![]() |
Motor kayışları |
- Bir kasnak, makara veya dişli de oluşan dönme gücünü başka bir kasnağa aktarmak amacıyla kullanılan ve iki kasnak arasına gerilen araç: Motor v kayışı. Motorun kayışı koptuğu için yerine kadın çorabı bağlanmış.
- Kemer: Pantolonun kayışını sıktı.
- Bağlamak, tutmak, sıkmak vb. işlerde kullanılan dar ve uzun kösele dilimi: Şapkası yere düşmüş, yakası yırtılmış, kılıcının kayışı kopmuştu. (Ö. Seyfettin)
- Ustura bilenen cilalı kösele: Berber usturayı kayışa sürmeye başladı, konuşmaya da tabi. (M. Adıbeş)

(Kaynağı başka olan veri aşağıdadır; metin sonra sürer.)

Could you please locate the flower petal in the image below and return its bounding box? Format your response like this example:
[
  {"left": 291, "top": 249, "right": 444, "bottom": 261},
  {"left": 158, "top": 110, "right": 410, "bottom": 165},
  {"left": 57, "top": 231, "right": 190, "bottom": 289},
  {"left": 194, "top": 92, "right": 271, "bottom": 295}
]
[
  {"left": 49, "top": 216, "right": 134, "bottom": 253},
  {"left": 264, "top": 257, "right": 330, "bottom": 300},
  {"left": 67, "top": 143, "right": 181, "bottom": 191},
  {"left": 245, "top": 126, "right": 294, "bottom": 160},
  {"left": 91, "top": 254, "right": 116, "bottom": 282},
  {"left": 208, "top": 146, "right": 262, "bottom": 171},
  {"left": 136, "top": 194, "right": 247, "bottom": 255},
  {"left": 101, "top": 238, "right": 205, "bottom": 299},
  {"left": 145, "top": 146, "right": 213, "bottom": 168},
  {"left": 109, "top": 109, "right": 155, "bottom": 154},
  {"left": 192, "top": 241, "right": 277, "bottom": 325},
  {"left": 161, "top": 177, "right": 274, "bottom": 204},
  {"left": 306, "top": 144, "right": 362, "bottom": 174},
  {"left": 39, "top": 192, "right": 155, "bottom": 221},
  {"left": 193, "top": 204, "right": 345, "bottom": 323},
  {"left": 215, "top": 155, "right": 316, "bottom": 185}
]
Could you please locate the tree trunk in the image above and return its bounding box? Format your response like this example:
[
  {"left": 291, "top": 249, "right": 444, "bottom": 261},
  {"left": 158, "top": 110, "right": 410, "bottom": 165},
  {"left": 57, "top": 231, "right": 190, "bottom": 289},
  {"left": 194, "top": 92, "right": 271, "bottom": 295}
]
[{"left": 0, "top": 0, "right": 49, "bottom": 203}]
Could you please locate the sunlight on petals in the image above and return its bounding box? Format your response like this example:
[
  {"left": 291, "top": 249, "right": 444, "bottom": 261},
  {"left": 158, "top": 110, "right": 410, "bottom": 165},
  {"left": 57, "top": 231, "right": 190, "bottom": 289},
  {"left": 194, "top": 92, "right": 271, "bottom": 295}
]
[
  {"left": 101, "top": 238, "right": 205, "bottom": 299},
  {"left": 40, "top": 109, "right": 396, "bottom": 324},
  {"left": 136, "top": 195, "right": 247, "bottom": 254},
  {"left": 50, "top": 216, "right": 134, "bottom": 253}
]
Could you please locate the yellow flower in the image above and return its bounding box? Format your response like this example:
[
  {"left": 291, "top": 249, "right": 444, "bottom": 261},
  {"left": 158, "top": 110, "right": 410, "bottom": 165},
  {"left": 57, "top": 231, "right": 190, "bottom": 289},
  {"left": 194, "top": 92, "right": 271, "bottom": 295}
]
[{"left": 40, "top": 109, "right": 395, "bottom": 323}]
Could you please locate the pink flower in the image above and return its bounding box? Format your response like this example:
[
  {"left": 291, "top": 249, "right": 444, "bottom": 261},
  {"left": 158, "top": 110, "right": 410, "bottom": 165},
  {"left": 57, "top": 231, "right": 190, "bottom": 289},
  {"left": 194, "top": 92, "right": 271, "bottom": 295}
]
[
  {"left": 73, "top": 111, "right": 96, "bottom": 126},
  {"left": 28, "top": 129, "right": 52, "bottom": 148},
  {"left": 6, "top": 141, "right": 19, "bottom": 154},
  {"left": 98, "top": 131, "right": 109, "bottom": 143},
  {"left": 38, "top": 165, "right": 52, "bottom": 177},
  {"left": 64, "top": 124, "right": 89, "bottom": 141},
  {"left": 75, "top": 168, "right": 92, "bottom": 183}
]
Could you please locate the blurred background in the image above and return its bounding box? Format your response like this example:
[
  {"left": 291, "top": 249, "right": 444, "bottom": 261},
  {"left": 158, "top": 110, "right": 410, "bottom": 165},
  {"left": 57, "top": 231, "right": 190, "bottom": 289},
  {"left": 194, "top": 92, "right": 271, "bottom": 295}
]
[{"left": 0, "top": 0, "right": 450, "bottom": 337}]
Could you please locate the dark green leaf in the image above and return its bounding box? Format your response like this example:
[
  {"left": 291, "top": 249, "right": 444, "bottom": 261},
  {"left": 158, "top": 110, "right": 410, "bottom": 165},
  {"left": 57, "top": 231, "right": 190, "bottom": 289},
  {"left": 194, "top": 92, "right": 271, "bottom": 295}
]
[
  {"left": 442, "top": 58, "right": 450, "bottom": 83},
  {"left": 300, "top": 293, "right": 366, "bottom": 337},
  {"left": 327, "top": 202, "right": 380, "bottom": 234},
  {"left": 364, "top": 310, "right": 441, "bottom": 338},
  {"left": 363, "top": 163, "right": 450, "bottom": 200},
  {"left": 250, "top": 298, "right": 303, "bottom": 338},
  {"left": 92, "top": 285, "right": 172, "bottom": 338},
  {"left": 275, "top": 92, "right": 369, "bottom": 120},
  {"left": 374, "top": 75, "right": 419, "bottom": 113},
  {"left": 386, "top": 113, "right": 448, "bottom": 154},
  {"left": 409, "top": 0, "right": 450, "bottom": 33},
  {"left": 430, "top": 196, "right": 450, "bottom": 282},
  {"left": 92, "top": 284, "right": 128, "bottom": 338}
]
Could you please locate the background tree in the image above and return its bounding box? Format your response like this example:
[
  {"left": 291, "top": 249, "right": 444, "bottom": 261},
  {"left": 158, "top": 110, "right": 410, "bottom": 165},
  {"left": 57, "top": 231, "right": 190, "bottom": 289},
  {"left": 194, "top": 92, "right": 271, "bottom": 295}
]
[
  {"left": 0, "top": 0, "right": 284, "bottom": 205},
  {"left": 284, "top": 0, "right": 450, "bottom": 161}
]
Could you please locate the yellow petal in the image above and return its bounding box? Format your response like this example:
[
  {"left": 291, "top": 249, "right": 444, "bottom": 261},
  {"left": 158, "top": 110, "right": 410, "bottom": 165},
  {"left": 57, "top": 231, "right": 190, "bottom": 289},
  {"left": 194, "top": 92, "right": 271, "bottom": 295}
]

Kayış ile ilgili deyimler ve anlamları
İçinde "kayış" kelimesi geçen deyimler, açıklamaları ve örnek cümleler:
- Kayış gibi:
- Sert: Simit kayış gibi olmuş.
- Kara, siyah.
- Çok kirli: Kayış gibi çamaşır.
- (birini) Kayışa çekmek: (argo) Aldatmak, tongaya getirmek, kandırmak: O da kayışa çekmek için komşusunun oğlunu seçmiş.

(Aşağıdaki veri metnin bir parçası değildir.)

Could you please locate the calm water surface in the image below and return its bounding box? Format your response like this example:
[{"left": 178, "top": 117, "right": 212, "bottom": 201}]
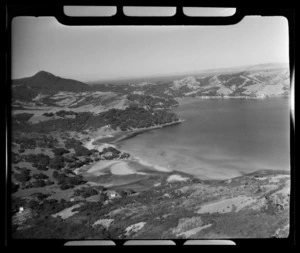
[{"left": 119, "top": 98, "right": 290, "bottom": 179}]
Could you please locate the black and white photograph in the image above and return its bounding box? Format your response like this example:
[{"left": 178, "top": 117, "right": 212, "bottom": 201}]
[{"left": 8, "top": 8, "right": 294, "bottom": 240}]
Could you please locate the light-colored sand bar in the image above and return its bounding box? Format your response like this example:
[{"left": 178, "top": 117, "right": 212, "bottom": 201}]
[
  {"left": 197, "top": 196, "right": 256, "bottom": 213},
  {"left": 167, "top": 175, "right": 188, "bottom": 182},
  {"left": 87, "top": 160, "right": 120, "bottom": 175},
  {"left": 110, "top": 162, "right": 136, "bottom": 175},
  {"left": 134, "top": 157, "right": 171, "bottom": 172}
]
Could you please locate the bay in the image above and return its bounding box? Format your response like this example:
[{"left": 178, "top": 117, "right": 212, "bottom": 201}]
[{"left": 118, "top": 98, "right": 290, "bottom": 179}]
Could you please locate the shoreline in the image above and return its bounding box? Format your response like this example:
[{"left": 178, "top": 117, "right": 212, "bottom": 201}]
[{"left": 89, "top": 119, "right": 185, "bottom": 146}]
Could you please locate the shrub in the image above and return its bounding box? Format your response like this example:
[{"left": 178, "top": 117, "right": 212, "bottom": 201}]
[
  {"left": 32, "top": 173, "right": 49, "bottom": 179},
  {"left": 52, "top": 148, "right": 70, "bottom": 156},
  {"left": 32, "top": 179, "right": 46, "bottom": 188}
]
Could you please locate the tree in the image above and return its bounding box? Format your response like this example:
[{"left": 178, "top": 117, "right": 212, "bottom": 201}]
[{"left": 32, "top": 173, "right": 49, "bottom": 179}]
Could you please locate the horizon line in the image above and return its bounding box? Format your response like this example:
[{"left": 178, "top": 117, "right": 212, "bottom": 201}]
[{"left": 11, "top": 62, "right": 289, "bottom": 85}]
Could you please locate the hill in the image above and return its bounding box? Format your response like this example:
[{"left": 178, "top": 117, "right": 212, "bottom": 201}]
[{"left": 12, "top": 71, "right": 90, "bottom": 101}]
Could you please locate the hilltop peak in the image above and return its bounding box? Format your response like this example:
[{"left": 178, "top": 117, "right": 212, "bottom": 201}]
[{"left": 34, "top": 70, "right": 56, "bottom": 78}]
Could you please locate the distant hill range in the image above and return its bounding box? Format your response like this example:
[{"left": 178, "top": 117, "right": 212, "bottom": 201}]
[{"left": 12, "top": 64, "right": 290, "bottom": 110}]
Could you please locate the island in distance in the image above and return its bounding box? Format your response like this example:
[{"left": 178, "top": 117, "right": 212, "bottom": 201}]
[{"left": 11, "top": 64, "right": 290, "bottom": 239}]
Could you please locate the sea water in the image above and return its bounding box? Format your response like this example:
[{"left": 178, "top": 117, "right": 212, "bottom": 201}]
[{"left": 118, "top": 98, "right": 290, "bottom": 179}]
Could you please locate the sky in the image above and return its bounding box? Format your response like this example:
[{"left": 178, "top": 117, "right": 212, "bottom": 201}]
[{"left": 12, "top": 16, "right": 289, "bottom": 82}]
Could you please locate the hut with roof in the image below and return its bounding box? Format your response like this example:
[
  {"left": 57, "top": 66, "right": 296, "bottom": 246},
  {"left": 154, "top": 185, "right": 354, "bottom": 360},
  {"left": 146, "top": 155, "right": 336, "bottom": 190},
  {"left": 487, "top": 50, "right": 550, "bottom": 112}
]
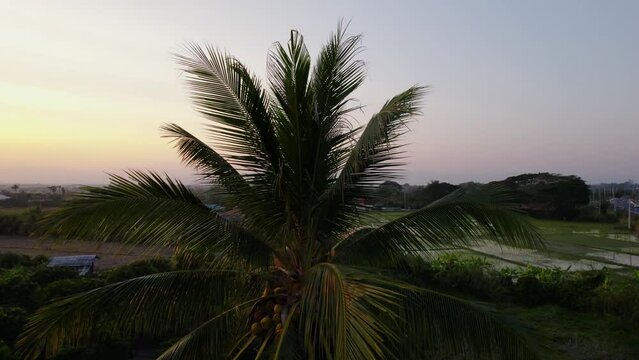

- (birinin) Kayış kopmak: (mecazi) Ne yapacağını bilememek, sağlıklı düşünememek: İşimiz biter bitmez bu yine söylenmeye başlayınca bende artık kayış koptu, bir saat de ben söylendim. (S. Ünlüönen)
- Usturayı kayışa çekmek: Usturanın kılağısını almak için berber kayışına sürtmek: Berber usturayı kayışa çekerek güzelce bilemiş.
Kayış ile ilgili atasözleri ve anlamları
İçinde "kayış" sözcüğü geçen atasözleri ve açıklamaları:
- Kayış bilir kotan ne çeker: Ağır bir işin ne kadar güç yapıldığını ancak o işin yapılmasında aracı olan, emeği geçen bilir (kotan: Toprağı işlemekte kullanılan bir tarım aracı, büyük pulluk).
- Aklı olmayana neylesin sakal, kayışı tarladan götürür çakal: Dış görünüşün akıl ve zekâ için bir gösterge olmadığını ifade eder. Akılsız kişi, ne kadar olgun veya saygın görünse de hilekâr ve kurnaz kişiler tarafından kolayca kandırılır.
- Belinde bir tek tabancası var, boynu kayıştan görünmez: Kişinin sahip olduğu küçük bir şeyi fazlasıyla abarttığını ve gereğinden fazla gösteriş yaptığını ifade eder. Elindeki imkânlar sınırlı olsa da bunu büyük bir meziyet gibi sunmaya çalışan kişileri tanımlamak için kullanılır.